Perhaps the point where all bridges were burned came in 2022 when the Russia-Ukraine war broke out into a full-blown confrontation and the EU decided to sever most economic ties in response. In effect, it was a divorce, between the World's most important net exporter of hydrocarbons, and one of the World's most important net importers. As things stand right now, it looks very permanent, and so are the consequences for both parties involved.
For the EU, it means that its hydrocarbons-based energy security model is permanently gone. There are still some pillars standing, such as its imports of natural gas and oil from Norway, but Norway's oil & gas production seems set to start declining at some point in 2026.

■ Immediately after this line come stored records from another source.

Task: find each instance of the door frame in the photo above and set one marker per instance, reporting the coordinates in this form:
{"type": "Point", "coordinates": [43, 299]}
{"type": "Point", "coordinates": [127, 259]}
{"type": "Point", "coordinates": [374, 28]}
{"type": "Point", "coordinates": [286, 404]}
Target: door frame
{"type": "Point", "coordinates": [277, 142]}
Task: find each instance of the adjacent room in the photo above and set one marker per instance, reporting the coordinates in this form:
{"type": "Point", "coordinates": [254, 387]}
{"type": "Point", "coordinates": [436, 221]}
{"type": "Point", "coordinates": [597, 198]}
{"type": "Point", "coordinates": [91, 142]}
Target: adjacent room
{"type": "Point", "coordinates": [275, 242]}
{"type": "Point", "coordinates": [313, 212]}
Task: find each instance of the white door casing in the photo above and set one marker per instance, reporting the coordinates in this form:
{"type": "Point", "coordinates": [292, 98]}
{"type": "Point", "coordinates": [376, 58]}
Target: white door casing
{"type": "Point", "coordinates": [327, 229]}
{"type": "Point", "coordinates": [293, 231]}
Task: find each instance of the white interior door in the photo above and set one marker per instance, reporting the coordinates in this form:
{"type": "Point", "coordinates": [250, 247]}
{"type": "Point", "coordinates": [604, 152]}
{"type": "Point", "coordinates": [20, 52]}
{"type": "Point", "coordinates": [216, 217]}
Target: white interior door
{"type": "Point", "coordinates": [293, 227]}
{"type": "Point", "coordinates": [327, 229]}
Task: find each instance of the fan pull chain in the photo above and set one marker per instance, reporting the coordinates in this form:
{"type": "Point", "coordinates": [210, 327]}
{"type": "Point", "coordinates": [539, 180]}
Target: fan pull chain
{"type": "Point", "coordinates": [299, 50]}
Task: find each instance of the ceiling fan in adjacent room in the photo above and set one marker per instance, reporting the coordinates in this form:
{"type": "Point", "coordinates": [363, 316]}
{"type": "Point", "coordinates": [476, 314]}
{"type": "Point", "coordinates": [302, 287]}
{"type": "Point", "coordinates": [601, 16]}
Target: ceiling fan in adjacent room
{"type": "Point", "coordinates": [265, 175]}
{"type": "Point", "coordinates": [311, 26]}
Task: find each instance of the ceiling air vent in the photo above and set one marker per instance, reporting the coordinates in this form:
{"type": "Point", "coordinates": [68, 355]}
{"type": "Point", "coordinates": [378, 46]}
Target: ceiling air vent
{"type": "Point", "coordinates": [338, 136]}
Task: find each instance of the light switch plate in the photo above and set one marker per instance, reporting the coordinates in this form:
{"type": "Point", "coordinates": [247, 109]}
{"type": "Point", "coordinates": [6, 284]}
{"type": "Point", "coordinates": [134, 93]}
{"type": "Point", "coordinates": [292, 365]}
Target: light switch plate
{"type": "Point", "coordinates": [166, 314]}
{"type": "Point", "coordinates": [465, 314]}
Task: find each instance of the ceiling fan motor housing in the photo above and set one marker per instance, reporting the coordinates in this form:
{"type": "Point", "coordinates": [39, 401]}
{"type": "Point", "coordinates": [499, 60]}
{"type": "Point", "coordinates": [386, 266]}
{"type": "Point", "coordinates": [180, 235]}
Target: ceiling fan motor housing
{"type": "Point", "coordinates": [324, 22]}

Aside from the uncertain outlook for Europe's Norwegian hydrocarbon supplies, the assumption that America can and is willing to take care of Europe's energy shortfalls going forward is now questionable, given the recent decision to stop the expansion of LNG export facilities. It should be mentioned that the EIA's most recent forecast for US hydrocarbon production growth seems to point to impending stagnation, as I pointed out in a recent article. Resources from elsewhere, such as from Africa, the ME region can be made available to a certain extent, however, supplies and transport are increasingly subject to growing uncertainty related to political & geopolitical instability in the region.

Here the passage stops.